The validation PhotM65 mutant plants. a) Schematic representation of the PCR assays used to validate mutant haplotypes. The blue triangle represents the reagent target sites and the red and gray boxes indicate deleted or inverted DNA sequences, respectively. The green arrows represent the approximate primer locations used to generate amplicons.

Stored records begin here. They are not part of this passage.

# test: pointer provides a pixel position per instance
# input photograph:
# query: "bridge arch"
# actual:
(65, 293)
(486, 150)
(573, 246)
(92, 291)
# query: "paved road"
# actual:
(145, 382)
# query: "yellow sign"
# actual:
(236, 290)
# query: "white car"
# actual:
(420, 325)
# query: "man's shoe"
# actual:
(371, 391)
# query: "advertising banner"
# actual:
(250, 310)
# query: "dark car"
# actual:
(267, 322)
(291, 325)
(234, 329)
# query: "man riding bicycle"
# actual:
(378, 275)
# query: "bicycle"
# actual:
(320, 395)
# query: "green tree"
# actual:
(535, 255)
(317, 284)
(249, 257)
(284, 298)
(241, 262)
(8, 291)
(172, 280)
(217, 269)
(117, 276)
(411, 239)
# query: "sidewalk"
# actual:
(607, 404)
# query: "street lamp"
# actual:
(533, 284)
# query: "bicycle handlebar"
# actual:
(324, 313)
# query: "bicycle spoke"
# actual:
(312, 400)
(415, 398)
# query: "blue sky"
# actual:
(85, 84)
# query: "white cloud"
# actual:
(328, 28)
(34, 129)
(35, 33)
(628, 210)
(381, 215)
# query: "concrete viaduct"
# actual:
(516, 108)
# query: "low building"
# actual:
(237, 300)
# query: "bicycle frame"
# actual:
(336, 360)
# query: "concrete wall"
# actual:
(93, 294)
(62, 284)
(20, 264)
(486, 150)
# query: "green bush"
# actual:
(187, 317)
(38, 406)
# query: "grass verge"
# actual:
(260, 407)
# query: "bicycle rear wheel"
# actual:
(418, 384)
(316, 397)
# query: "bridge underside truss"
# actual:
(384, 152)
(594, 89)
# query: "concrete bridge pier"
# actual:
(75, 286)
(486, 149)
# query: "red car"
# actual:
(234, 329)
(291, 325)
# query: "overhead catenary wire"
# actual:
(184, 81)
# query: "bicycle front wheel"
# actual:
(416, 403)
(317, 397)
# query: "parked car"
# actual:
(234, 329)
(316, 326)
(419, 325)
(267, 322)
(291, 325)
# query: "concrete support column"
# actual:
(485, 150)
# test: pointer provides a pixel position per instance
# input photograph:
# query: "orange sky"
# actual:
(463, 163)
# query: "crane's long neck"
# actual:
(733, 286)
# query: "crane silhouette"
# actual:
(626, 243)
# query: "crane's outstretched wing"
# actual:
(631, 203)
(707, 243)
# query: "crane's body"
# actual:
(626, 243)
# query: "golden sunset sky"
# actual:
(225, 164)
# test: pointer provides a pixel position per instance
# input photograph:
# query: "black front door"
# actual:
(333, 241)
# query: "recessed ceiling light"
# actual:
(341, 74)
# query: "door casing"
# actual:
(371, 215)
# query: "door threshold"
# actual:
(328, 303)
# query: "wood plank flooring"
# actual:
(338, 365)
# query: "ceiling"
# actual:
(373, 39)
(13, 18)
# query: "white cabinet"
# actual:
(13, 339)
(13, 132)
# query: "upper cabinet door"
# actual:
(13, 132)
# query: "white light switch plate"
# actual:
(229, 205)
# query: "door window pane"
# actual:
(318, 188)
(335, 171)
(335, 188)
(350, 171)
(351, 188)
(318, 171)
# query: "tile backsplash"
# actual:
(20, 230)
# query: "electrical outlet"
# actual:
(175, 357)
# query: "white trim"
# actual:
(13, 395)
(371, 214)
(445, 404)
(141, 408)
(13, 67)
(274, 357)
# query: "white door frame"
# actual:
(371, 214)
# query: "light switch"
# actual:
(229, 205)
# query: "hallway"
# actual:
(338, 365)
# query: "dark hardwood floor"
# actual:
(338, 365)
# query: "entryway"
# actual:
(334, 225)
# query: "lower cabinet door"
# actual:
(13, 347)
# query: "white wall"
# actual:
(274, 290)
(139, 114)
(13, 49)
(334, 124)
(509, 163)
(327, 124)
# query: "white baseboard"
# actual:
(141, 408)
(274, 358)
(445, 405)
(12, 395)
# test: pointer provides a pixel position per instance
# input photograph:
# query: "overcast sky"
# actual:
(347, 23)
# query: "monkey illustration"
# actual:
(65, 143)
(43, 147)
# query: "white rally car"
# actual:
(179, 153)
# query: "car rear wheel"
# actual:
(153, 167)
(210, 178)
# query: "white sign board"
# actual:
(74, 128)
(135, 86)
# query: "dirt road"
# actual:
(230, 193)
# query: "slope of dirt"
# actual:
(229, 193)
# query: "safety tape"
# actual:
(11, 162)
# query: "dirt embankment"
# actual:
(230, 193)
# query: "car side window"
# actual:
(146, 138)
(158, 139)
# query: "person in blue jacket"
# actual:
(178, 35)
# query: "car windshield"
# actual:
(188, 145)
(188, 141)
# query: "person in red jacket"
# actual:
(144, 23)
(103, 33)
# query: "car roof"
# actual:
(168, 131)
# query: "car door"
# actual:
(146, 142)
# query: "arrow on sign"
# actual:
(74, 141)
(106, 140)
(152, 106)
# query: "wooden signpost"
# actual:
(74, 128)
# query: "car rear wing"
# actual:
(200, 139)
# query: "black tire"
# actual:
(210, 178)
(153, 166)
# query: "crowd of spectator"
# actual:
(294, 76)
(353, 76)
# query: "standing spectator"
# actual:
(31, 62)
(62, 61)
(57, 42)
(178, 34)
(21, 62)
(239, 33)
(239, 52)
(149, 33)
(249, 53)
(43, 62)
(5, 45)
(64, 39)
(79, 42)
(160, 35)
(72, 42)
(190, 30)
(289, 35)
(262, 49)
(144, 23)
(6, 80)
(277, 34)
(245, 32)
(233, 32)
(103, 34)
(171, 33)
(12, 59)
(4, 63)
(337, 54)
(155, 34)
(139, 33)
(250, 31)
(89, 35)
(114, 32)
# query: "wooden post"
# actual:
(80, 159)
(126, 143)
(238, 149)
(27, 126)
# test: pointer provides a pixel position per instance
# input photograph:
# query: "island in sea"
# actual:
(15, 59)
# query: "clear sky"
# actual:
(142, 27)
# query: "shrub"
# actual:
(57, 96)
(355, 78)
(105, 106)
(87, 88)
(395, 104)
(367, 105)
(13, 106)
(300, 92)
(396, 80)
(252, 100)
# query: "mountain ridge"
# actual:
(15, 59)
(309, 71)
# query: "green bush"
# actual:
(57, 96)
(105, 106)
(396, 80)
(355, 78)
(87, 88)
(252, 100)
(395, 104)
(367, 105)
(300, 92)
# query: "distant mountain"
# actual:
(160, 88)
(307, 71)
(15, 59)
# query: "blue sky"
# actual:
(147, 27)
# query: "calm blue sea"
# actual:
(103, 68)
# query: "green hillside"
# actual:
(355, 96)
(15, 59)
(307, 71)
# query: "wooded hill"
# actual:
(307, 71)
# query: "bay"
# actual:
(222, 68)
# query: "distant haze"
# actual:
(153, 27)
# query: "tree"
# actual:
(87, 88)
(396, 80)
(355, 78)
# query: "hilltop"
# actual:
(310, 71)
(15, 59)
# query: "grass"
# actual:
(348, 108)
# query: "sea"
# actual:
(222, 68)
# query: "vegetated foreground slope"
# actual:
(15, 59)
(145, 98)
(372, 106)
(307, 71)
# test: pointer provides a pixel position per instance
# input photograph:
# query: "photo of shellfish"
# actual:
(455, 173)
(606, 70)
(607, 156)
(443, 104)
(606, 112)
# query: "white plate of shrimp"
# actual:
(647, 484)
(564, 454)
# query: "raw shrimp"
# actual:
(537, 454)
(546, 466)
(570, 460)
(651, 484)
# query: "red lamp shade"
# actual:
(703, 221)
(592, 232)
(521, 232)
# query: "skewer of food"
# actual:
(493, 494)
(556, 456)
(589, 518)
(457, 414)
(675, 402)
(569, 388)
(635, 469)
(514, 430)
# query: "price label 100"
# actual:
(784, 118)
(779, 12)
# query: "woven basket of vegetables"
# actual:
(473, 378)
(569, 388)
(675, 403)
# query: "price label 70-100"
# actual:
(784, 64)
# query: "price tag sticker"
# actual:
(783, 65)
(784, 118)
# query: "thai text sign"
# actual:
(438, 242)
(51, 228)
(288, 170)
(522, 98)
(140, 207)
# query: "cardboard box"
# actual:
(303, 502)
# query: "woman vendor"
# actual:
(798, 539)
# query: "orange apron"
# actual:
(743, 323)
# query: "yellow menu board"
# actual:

The “E,” “X,” and the “NlaIV” indicate the location of the Eco130i, XhoI, and NlaIV restriction sites used to genotype haplotypes. b) Sequence confirmation of the haplotypes was carried out using sequence data from the LAA analysis as well as from cloning and sequencing assays using haplotype specific amplicons. The bold red and black text represents the PAM and target guide RNA sites for each reagent, respectively, and the blue text and lime green highlights indicate inverted or deleted DNA sequence. c) Gel images of mutant and wild-type haplotype-specific amplicons from PhotM65 T₀ and T₁ plants. The absence of a haplotype specific amplicon indicates the segregation of the mutant haplotype in respective plants. Amplicons for the Cas9 and the nptII selectable marker were used to identify the presence or absence of reagent T-DNA in the mutant plants.

Fig. 5.

Phenotype screen and analysis alfalfa pho2 mutant plants. a) Morphological appearance of pho2b and pho2-c mutant seedlings grown in plates on low and high P_i media. b) P_i concentration in these shoots, measured in mg P_i g⁻¹ fresh weight by a soluble P_i measurement assay. c) Cuttings from RegenSY27x and PhotM10-5, PhotM10-5, PhotM65-2, and PhotM65-4 grown in soil watered with high P Ruakura nutrient solution 3 times per week for 5 weeks. d) The g/fresh weight of shoot biomass from RegenSY27x, PhotM65-2, and PhotM65-4 plants 5 weeks postclipping. e) RegenSY27x, PhotM65-2, and PhotM65-4 5 weeks postclipping.